PLASTIC LOCKING PARTS DIMENSIONAL COMPARISON

About the sample: Plastic locking parts

Plastic parts are often used for various locking mechanisms. You see them in electronic connectors, pen caps, pill and cosmetics containers, lunch boxes, etc. All parts need to be manufactured correctly for the locking mechanism to work. If the dimensions of the plastic part deviate from the design, the lock can be too loose or tight or not work at all. When a lock feels a little loose or tight, how can you tell where the dimension deviation resides? X-ray CT (computed tomography) can image these plastic parts in the locked position and compare their dimensions with the original design or between different parts. The results can be represented as a color-coded distribution of the dimensional deviation and provide crucial insight to solve design or production problems.

Analysis procedure

1. In this example, two plastic locking parts, one loose and one tight, were scanned using a micro-CT scanner, CT Lab HX.
2. The entire surfaces were detected using the ISO-50 surface determination technique.
3. Two parts' dimensions were compared.

1. CT scan

We examined a plastic sleeve that wraps around a cylinder-shaped core to lock down a lid of a container. Two plastic locking parts, one loose and one tight, were scanned to produce the 3D grayscale CT image.

2. Surface detection

The entire surfaces were detected using the ISO-50 surface determination technique.
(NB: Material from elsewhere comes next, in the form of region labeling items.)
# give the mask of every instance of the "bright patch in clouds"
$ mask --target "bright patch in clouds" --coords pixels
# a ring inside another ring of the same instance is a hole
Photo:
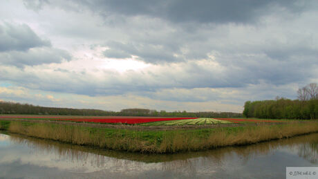
[[[241,112],[317,82],[317,1],[134,4],[2,1],[0,100]]]

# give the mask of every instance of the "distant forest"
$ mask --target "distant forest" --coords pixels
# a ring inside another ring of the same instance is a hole
[[[97,109],[78,109],[69,108],[53,108],[0,102],[0,114],[26,115],[104,115],[104,116],[158,116],[158,117],[241,117],[242,113],[231,112],[166,112],[147,109],[126,109],[120,112]]]
[[[247,101],[243,114],[246,117],[267,119],[318,119],[318,85],[299,88],[298,100],[277,97],[276,100]]]

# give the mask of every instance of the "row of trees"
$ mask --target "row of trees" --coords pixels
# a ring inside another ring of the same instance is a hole
[[[318,85],[310,84],[297,91],[298,100],[247,101],[244,105],[246,117],[268,119],[317,119]]]
[[[97,109],[78,109],[69,108],[52,108],[0,102],[0,114],[28,115],[105,115],[105,116],[158,116],[158,117],[240,117],[242,113],[230,112],[166,112],[147,109],[126,109],[120,112]]]

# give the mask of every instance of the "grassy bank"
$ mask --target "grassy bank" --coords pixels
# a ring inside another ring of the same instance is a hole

3. Comparison of two parts

The detected surfaces of the two parts were compared to calculate the dimensional difference. This figure shows the difference between the loose and tight locking sleeves. Green indicates that the two parts match. Red (positive deviation) means that the tight sleeve's surface is shifted inward. Blue (negative deviation) indicates that the tight sleeve's surface is shifted outward.
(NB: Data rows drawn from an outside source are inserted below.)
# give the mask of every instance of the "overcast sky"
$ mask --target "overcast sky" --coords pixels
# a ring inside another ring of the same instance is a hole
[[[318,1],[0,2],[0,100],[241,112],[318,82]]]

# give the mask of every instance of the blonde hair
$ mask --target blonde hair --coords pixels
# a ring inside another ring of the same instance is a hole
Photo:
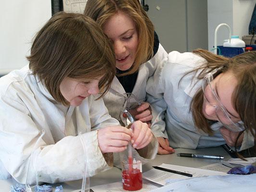
[[[130,17],[134,22],[139,40],[135,60],[128,72],[132,74],[153,54],[154,26],[138,0],[88,0],[84,14],[96,21],[103,28],[106,22],[118,12]]]
[[[115,74],[114,50],[101,28],[82,14],[59,12],[37,33],[27,57],[29,68],[53,98],[69,103],[60,91],[64,78],[94,79],[102,76],[99,85],[110,87]]]

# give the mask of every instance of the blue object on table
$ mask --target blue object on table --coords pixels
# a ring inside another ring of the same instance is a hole
[[[63,192],[62,185],[60,185],[59,187],[56,187],[54,192]]]
[[[249,175],[256,173],[256,166],[251,165],[244,167],[236,166],[232,168],[227,173],[228,174]]]
[[[22,184],[16,184],[15,187],[11,187],[11,192],[26,192],[26,186]]]
[[[35,192],[52,192],[52,187],[51,185],[38,185],[35,187]]]
[[[227,57],[233,57],[244,52],[243,49],[241,47],[223,46],[217,46],[217,54]]]

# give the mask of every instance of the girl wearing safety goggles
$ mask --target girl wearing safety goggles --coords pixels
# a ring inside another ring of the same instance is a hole
[[[256,52],[228,58],[203,50],[171,52],[147,91],[157,110],[152,129],[159,154],[225,143],[240,150],[255,145]]]

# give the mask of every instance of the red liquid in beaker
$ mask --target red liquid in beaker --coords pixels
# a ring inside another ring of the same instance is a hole
[[[123,189],[136,191],[142,188],[142,174],[140,169],[132,169],[131,173],[128,169],[122,172]]]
The two ends of the part appear red. It indicates that the tightness difference between the two locks comes from their shape difference at these two locations.
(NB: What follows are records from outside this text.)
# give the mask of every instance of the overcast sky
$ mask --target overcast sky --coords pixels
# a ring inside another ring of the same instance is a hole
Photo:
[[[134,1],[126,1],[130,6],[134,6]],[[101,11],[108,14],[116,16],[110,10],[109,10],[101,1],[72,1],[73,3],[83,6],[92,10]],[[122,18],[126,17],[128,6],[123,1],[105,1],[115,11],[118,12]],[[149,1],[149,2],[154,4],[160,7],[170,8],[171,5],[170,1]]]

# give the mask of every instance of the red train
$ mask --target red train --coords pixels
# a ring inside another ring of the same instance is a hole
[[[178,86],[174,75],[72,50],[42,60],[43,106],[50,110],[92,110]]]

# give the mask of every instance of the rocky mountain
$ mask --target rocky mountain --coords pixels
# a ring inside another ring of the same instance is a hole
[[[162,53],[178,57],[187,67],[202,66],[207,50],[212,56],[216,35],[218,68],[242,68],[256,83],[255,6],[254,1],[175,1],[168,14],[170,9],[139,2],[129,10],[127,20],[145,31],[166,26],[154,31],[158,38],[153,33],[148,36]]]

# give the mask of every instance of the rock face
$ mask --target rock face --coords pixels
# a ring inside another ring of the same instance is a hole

These two figures show cross-sections in parallel and perpendicular directions to the cylinder-shaped core as indicated by the blue and red arrows.

The white part is the loose sleeve. The tight sleeve's deviation from it is represented with colored lines perpendicular to the object's surface. The length of these lines represents the amount of deviation and the color indicates positive (red) and negative (blue) deviations.

These two cross-sections show that the tight sleeve has a smaller radius and wraps the core more tightly. You can tell from this analysis that the "tightness" difference felt between the two parts translates to roughly 100 microns of dimensional difference.

This graph shows an area distribution versus the dimensional deviation between the two parts. You can see that the majority of the part dimensions match, but there are about 1 - 2 x 10^6 square millimeters areas showing over 100-micron deviations.